Pay close attention. Here is a very simple little test comprised of four easy questions to determine the level of your intellect. See if you have what it takes to be considered “smart.” Your replies must be spontaneous and immediate, with no deliberating or wasting of time. And no cheating!
On your mark, get set, go…
1: You are competing in a race and overtake the runner in second place. In which position are you now?
Answer: If you answered that you’re now in first, you’re wrong! You overtook the second runner and took his place, therefore you are now in second place.
For the next question try not to be so dim.
2: If you overtake the last runner, what position are you now in?
Answer: If you answered second to last, you are wrong once again. Think about it… How can you overtake the person who is last? If you’re behind him, he can’t be last. You would have been last. It would appear that thinking is not one of your strong points.
Anyway, here’s another question to try. Don’t take any notes or use a calculator, and remember, your replies must be instantaneous.
3: Take 1000. Add 40. Add another 1000. Add 30. 1000 again. Plus 20. Plus 1000. And plus 10. What is the total?
Answer: Did you get 5000?
Well, wrong again!
The correct answer is 4100. Try again with a calculator.
Today is clearly not your day, although you should manage to get the last question right…
4: Marie’s father has five daughters:
Question: What is the fifth daughter’s name?

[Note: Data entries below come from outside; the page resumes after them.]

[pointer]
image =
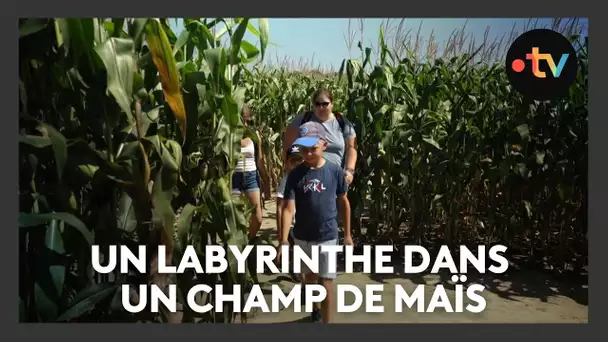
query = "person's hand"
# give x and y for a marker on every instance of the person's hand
(280, 249)
(348, 240)
(348, 176)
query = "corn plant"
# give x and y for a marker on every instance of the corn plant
(121, 124)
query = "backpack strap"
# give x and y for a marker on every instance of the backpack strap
(341, 119)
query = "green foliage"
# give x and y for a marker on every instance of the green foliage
(121, 125)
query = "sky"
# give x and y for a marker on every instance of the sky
(320, 43)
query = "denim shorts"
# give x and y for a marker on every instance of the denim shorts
(243, 182)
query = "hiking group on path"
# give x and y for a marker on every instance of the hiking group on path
(319, 158)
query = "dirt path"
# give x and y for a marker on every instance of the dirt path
(518, 298)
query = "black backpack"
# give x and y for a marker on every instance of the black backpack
(341, 119)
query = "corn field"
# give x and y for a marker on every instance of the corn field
(129, 133)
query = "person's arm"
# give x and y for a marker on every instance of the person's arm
(289, 207)
(279, 215)
(343, 203)
(350, 147)
(261, 164)
(345, 211)
(290, 135)
(279, 208)
(351, 153)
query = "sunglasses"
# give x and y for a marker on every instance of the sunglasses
(293, 160)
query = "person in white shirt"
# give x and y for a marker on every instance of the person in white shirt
(245, 180)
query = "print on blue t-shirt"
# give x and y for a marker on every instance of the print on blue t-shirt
(314, 191)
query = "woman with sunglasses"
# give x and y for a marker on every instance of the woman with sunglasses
(245, 179)
(341, 137)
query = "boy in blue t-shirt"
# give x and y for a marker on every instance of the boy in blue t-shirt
(312, 188)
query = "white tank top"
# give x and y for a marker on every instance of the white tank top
(247, 161)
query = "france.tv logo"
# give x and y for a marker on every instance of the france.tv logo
(541, 64)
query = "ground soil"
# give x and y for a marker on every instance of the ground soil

Think quickly… you’ll find the answer below..
Answer: Are you thinking ‘Chuchu’?
It’s obviously Marie! Read the question properly. ‘Oy, what a day I’m having….’
Life is change. Growth is optional. Choose wisely.
Karen Kaiser Clark
An extraordinarily handsome man decided he had the God-given responsibility to marry the perfect woman so they could produce children beyond comparison. With that as his mission he began searching for the perfect woman.
After a diligent, but fruitless, search up and down the East coast, he started to head west. Shortly thereafter he met a farmer who had three stunning, gorgeous daughters that positively took his breath away. So he explained his mission to the farmer, asking for permission to marry one of them.
The farmer simply replied, “They’re all looking to get married, so you came to the right place. Look them over and select the one you want.” The man dated the first daughter. The next day the farmer asked for the man’s opinion. “Well” said the man, ” She’s just a weeeeee bit, not that you can hardly notice, but pigeon-toed.”
The farmer nodded and suggested the man date one of the other girls; so the man went out with the second daughter. The next day, the farmer again asked how things went. “Well,” the man replied, “she’s just a weeeee bit, not that you can hardly tell, cross-eyed.”
The farmer nodded and suggested he date the third girl to see if things might be better. So he did. The next morning the man rushed in exclaiming, “She’s perfect, just perfect! She’s the one I want to marry!”
So they were wed right away. Months later the baby was born. When the man visited the nursery he was horrified, the baby was the ugliest, most pathetic human you can imagine.
He rushed to his father-in-law asking how such a thing could happen considering the parents. “Well,” explained the farmer, “she was just a weeeee bit, not that you could hardly tell, pregnant when you met her.”
Happiness makes up in height for what it lacks in length.
Management is not responsible for duplicates from previous dailies. The editor is somewhat senile.